A senior UK Government advisor has compared evangelical Christians to “totalitarian Muslims”.
In an article in the Daily Telegraph, Alan Judd, an advisor to the Secretary of State for Education, was commenting on recent free school applications by Evangelical Christians.
Mr Judd wrote: “To ban believers from setting up free schools would be to exclude a large number of able, well-meaning and experienced people who can do much to raise levels generally.
“The trouble is, as always, when it’s taken to extremes, whether it’s evangelical Christians, totalitarian Muslims or segregationist Jews.
“Such applications need careful vetting, not because there shouldn’t be far-out religious and ideological beliefs, but because the taxpayer shouldn’t pay to propagate them – and because children should be able to participate in a wider society without having their horizons narrowed by fundamentalism.”
His remarks were rejected by the Evangelical Alliance, which said the comments demonstrated a “woeful lack of religious understanding at the heart of government”.
Steve Clifford, General Director of the Evangelical Alliance, said: “It is wrong and worrying that a senior government advisor brands evangelical Christians as extremist.
“There are approximately 2 million evangelical Christians in the UK, the fastest growing part of the church worldwide. They take their faith seriously, but that does not make them extremist.”
Commenting on the news, the ConservativeHome blog highlighted that evangelical Christians were also often misrepresented by the media and portrayed as horrendous bigots or murdering lunatics.
In 2004 the Home Secretary at the time, David Blunkett, drew criticism when he equated evangelical Christians with Islamic terrorists.
Mr Blunkett was controversially proposing to create a new criminal offence of inciting religious hatred.
He argued society needed protection from “…those who would take our lives because they reject our faith, and it applies equally from far right evangelical Christians, to extremists in the Islamic faith.”
Meanwhile, a report by the BBC has acknowledged that the use of the term “religious hogwash” to introduce the Biblical book of Genesis by Newsnight presenter Jeremy Paxman was “offensive”
Mr Paxman also referred to those who hold to a literal belief in the Old Testament as “stupid people”.
Mr Paxman made the comments during an interview with atheist Professor Richard Dawkins last September.
The Committee maintains that Mr Paxman’s use of the terms “religious hogwash” and “stupid people” was not intended to deliberately cause offence.
But it acknowledges “that they were offensive to some of the audience and that there was no clear editorial purpose for their use in the context of this Newsnight item”.
The Trust’s report added: “The committee therefore concluded that the item breached the editorial guidelines on harm and offence. It added that it regretted the offence caused to some viewers by the use of the terms ‘religious hogwash’ and ‘stupid people’ on this occasion.”

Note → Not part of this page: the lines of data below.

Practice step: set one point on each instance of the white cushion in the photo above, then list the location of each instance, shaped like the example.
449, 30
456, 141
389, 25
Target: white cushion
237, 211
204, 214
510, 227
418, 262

However, the Trust rejected suggestions that the show had breached guidelines on impartiality.
Mr Paxman’s comments prompted one viewer to complain that the piece was offensive and biased.
The complaint was initially rejected prompting the viewer to write to the Corporation’s Editorial Complaints Unit which again ruled against it.
But following an appeal the complaint was partly upheld by the BBC Trust’s Editorial Standards Committee.
A BBC spokeswoman said: “Newsnight notes the trust’s finding that viewers may have found some of the comments offensive, but also welcomes the finding that the piece achieved due impartiality.”